Senate Banking Committee Chairman Sen. Chris Dodd., D-Conn., center, speaks during a news conference with, from left, Sen. Bob Corker, R-Tenn., Sen. Charles Schumer, D-N.Y., Sen. Robert Bennett, R-Utah, Sen. Judd Gregg, R-N.H., and Sen. Jack Reed, D-R.I., following a meeting on the market turmoil on Capitol Hill in Washington, Thursday, Sept. 25, 2008. (AP Photo/Susan Walsh)
WASHINGTON - Is the financial meltdown plan in danger of melting down?
Treasury Secretary Henry Paulson has gone back to Capitol Hill tonight to try to revive or rework the 700-billion dollar financial rescue plan. His return follows a White House meeting between President Bush and key members of Congress that broke up with conflicts in plain view.

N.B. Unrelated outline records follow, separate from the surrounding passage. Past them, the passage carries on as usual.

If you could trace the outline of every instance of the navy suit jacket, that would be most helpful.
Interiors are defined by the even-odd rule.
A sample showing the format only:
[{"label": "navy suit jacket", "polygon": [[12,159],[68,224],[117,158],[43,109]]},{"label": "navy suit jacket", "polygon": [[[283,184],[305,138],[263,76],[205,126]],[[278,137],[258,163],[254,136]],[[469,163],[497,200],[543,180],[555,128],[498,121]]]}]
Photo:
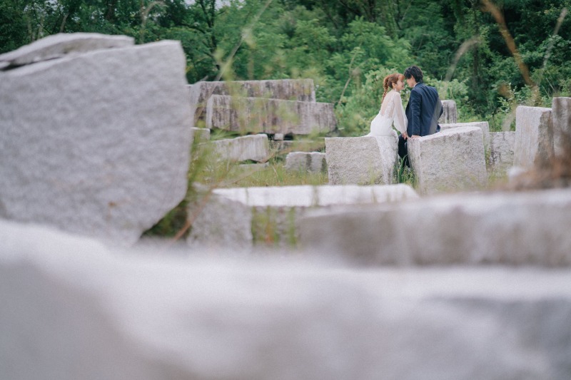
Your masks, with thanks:
[{"label": "navy suit jacket", "polygon": [[442,113],[442,102],[436,88],[422,82],[417,83],[410,91],[405,111],[408,119],[407,134],[427,136],[440,131],[438,119]]}]

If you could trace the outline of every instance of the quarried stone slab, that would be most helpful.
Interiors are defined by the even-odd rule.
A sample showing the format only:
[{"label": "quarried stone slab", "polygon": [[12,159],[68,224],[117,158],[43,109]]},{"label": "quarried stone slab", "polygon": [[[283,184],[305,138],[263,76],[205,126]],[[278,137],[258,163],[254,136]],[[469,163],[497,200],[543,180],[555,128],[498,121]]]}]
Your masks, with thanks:
[{"label": "quarried stone slab", "polygon": [[454,194],[312,212],[300,242],[366,265],[569,267],[570,225],[570,190]]},{"label": "quarried stone slab", "polygon": [[312,173],[326,172],[325,154],[320,152],[292,152],[286,157],[285,168],[288,170]]},{"label": "quarried stone slab", "polygon": [[186,192],[186,61],[163,41],[0,71],[0,217],[136,242]]},{"label": "quarried stone slab", "polygon": [[455,123],[452,124],[440,124],[440,131],[458,127],[477,127],[482,130],[484,138],[484,148],[490,148],[490,123],[487,121],[470,121],[468,123]]},{"label": "quarried stone slab", "polygon": [[[200,212],[189,243],[239,242],[253,233],[250,244],[295,245],[298,235],[297,220],[311,207],[339,205],[375,204],[413,200],[418,195],[405,185],[388,186],[283,186],[216,189],[212,202]],[[228,203],[228,207],[226,203]],[[238,206],[237,205],[241,205]],[[243,207],[247,207],[244,209]],[[191,206],[189,215],[196,206]],[[228,230],[228,237],[222,237]],[[213,231],[211,233],[211,231]],[[236,231],[242,231],[241,235]],[[236,237],[237,235],[241,237]]]},{"label": "quarried stone slab", "polygon": [[[571,145],[571,98],[553,98],[553,148],[555,154],[563,153],[563,145]],[[571,150],[571,148],[568,148]]]},{"label": "quarried stone slab", "polygon": [[569,378],[569,269],[124,253],[0,222],[0,378]]},{"label": "quarried stone slab", "polygon": [[519,106],[515,111],[514,165],[529,168],[553,157],[551,108]]},{"label": "quarried stone slab", "polygon": [[513,166],[513,151],[515,132],[492,132],[490,134],[488,172],[497,176],[505,176]]},{"label": "quarried stone slab", "polygon": [[455,123],[458,118],[458,112],[456,110],[456,102],[454,101],[442,101],[443,113],[438,123],[447,124]]},{"label": "quarried stone slab", "polygon": [[482,130],[457,127],[408,139],[408,156],[423,194],[481,189],[487,185]]},{"label": "quarried stone slab", "polygon": [[210,130],[208,128],[197,128],[191,127],[193,138],[196,143],[206,143],[210,140]]},{"label": "quarried stone slab", "polygon": [[313,79],[196,82],[188,90],[195,120],[205,118],[206,103],[213,95],[315,101]]},{"label": "quarried stone slab", "polygon": [[206,127],[251,133],[309,135],[337,124],[333,105],[213,95],[206,105]]},{"label": "quarried stone slab", "polygon": [[396,135],[326,138],[329,184],[393,183],[398,143]]},{"label": "quarried stone slab", "polygon": [[225,138],[208,143],[220,160],[228,161],[266,161],[270,158],[268,135],[249,135],[236,138]]}]

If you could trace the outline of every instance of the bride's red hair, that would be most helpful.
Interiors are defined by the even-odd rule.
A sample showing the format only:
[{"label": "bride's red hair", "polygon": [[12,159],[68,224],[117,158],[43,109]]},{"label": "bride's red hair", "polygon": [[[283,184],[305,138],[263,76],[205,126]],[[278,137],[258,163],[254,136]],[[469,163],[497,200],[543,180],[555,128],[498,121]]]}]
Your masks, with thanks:
[{"label": "bride's red hair", "polygon": [[389,88],[392,89],[393,84],[396,84],[399,80],[404,81],[405,76],[399,73],[395,73],[394,74],[388,75],[385,77],[385,79],[383,81],[383,88],[385,89],[385,93],[383,94],[383,98],[380,100],[381,103],[385,100],[385,96],[387,95]]}]

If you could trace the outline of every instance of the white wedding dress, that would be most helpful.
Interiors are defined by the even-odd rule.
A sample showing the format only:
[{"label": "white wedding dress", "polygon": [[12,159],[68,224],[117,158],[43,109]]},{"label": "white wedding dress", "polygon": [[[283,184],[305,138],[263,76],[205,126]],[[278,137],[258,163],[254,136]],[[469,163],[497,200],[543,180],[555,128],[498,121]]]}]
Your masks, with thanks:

Earlier today, key lawmakers claimed agreement on an outline and crucial details of the plan aimed at staving off national economic disaster.
Congressional aides say the tentative accord gave the Bush administration just a fraction of the money it wanted up front, with half the 700 billion dollar total subject to a congressional veto. But conservatives were still in revolt, balking at the astonishing price tag and the heavy hand of government that it would place on private markets.
Alabama Senator Richard Shelby, the top Republican on the Senate Banking Committee, emerged from the meeting to say the announced
agreement ``is obviously no agreement.''
Both of Congress' Republican leaders, Representative John Boehner and Senator Mitch McConnell, also denied there was any deal.